Since December 2004, Sullivan had covered police and prisons, the in-house name for her beat (though on the NPR website her area was referred to as “crime and punishment”). She had learned that it never paid to lie to prison directors about what she was reporting. This policy had won her a reputation as trustworthy and fair. In visits to prisons in half the states across the country for stories on such sensitive issues as overcrowding, elderly inmates, crime trends, and prison rape, she’d been given exceptional access.

So the warning from Angola prison came as a surprise. Sullivan was already deeply invested in the story. She did not want to walk away from it.
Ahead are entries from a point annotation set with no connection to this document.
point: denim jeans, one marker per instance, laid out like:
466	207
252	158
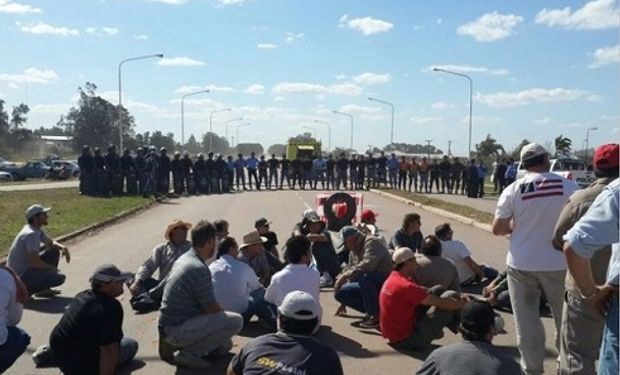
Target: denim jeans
16	343
608	360
362	293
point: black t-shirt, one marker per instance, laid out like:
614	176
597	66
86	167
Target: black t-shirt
279	353
92	320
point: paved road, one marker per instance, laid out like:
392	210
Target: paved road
127	243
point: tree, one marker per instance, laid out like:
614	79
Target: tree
563	146
277	149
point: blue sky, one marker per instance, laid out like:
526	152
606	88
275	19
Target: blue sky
540	68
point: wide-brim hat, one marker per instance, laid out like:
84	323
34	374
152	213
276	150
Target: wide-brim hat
174	225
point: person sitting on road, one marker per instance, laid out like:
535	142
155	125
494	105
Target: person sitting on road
13	340
291	350
476	354
359	284
433	269
38	269
469	271
297	275
409	234
407	321
89	338
236	286
190	319
162	258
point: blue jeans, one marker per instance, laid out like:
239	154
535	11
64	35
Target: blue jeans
362	293
608	360
16	343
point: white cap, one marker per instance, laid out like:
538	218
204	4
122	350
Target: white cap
36	209
532	150
296	302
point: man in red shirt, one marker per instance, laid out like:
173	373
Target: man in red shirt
405	319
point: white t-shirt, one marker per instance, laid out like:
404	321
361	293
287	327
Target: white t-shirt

On the other hand, she could not imagine causing the inmates further hardship.

Over several days, Sullivan and her editor weighed the matter. They had three central questions. One was about the story itself. How important were the voices of the two prisoners to the story? The second considered consequences: was this news story worth risking the possibility that the two inmates would be sent back into solitary confinement? Finally, what about Sullivan’s responsibility as a journalist? How could she not report what seemed an important story about a possible miscarriage of justice?